ERHAN GÜLENÇ
Türkiye günlerdir deprem gerçeğiyle yeniden yüzleşiyor. Elazığ'da 41 vatandaşımız hayatını kaybederken Akhisar da beşik gibi sallanıyor. Tüm Ege diken üstünde... Bölgemiz birinci derece deprem kuşağında yer alıyor. Geçtiğimiz günlerde Yeni Asır olarak manşetimizden duyurduk, İzmir'de neredeyse tamamına yakını kent merkezinden geçen 17 aktif fay hattı var. Bunlardan Seferihisar, Gülbahçe, Tuzla ve kuzeydeki Zeytindağ fayları 7.2 büyüklüğünde deprem üretebilecek yapıya sahip... Bu gerçeğin üzerine şehirde yüzbinlerce kişinin de dolgu alanları ve eskiden bataklık olan yerlerdeki binalarda yaşadığı göz önüne alındığında İzmir'i bekleyen tehlikenin büyüklüğü net bir şekilde ortaya çıkıyor.MÜDÜRLÜĞÜ BİLE YOK
Peki İzmir depreme hazır mı? Tabii ki değil...Daha Büyükşehir Belediyesi'nin bünyesinde depreme hazırlanacak bir afet müdürlüğü bile yok.

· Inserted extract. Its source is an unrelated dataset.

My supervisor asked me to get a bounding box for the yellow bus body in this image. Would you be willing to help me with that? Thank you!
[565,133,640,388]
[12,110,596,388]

Kentin bir deprem master planı dahi bulunmuyor. Kentteki yapı stoğunun depreme dayanıklılığı konusunda bir envanter çalışmasını yok, yerel yönetimlerin bunu yapacağına dair bir işaret de. Hatta Büyükşehir'in kendi binası bile depreme dayanıksız. Düşünün artık gerisini.. Bu arada daha önce Büyükşehir Belediyesi'yle deprem master planı hazırlama konusunda el sıkışamayan Dokuz Eylül Üniversitesi Deprem Araştırma ve Uygulama Merkezi, bu kez Valilik kanalıyla ilerlemeye çalışıyor.Tablo böyleyken Büyükşehir Belediye Başkanı Tunç Soyer ise, "Belediye olarak biz depreme hazırız ancak İzmir değil" şeklinde tuhaf bir açıklamayla vaziyeti kurtarmaya çalıştı. İzmir'in depreme hazır olmadığı yerde Büyükşehir nasıl hazır oluyorsa artık!..YAĞMURLA BAŞEDEMİYORUZ
Hal böyleyken dünkü sağanakla ortaya çıkan manzaralar İzmir'in işinin ne kadar zor olduğunu bir kez daha gösterdi. Kordon ve Karşıyaka yine denizle birleşti... Kentte en ufak bir yağmurda yollar göle dönerken, kentin en lüks konutlarının bulunduğu Mavişehir sular altında kalıyor. İzmir daha yağmurla bile mücadele edemezken yarın öbür gün olabilecek 7.2 büyüklüğündeki depremlerle nasıl edecek?ÖNCELİK DEPREM OLMALI
İnşaat Mühendisleri Odası İzmir Şubesi bu durumda 75 bin binanın yıkılacağını veya ağır hasar göreceğini ve 30 bin kişinin yaşamını yitirebileceğini öngördüğünü açıkladı. İzmirliler son depremlerle büyük bir tedirginliğe kapılırken Sayın Tunç Soyer'in ise, ABD'de İzmir Evi açma, Fransa'da ise şehrin UNESCO Edebiyat Başkenti olması gibi konularda mesai yaptığını görünce insanın karamsarlığa kapılmaması mümkün değil. Yanlış anlaşılmasın o konular da mutlaka önemlidir, ancak İzmir'in önceliğinin deprem ve afet hazırlıkları olması gerekiyor...GIDA TERÖRÜNE DUR DENİLMELİ
Türkiye'de sağlıklı beslenme ile ilgili yaptığı açıklamalarla fenomen olan Prof. Dr. Canan Karatay'ın tavuk dönere karşı çıkışının ardından yaşanan tartışma tazeliğini korurken dün Buca'da şok bir görüntü ortaya çıkarıldı. Buca Belediyesi ekipleri, bir merdivenaltı tavuk döner imalathanesine baskın yaptı ve 3 ton sağlıksız et ele geçirdi. Tuvaletin yanında, yerlerde muhafaza edilen tavuk etleri, "Bize neler yediriyorlar?" dedirtti. Bu konuda Buca Belediye Başkanı Erhan Kılıç'ın, gıda terörüne karşı yaptırımların artırılması ve insanların canına kasteden bu tür işletmelerin kökünün kazınması çağrısına sonuna kadar katılıyorum.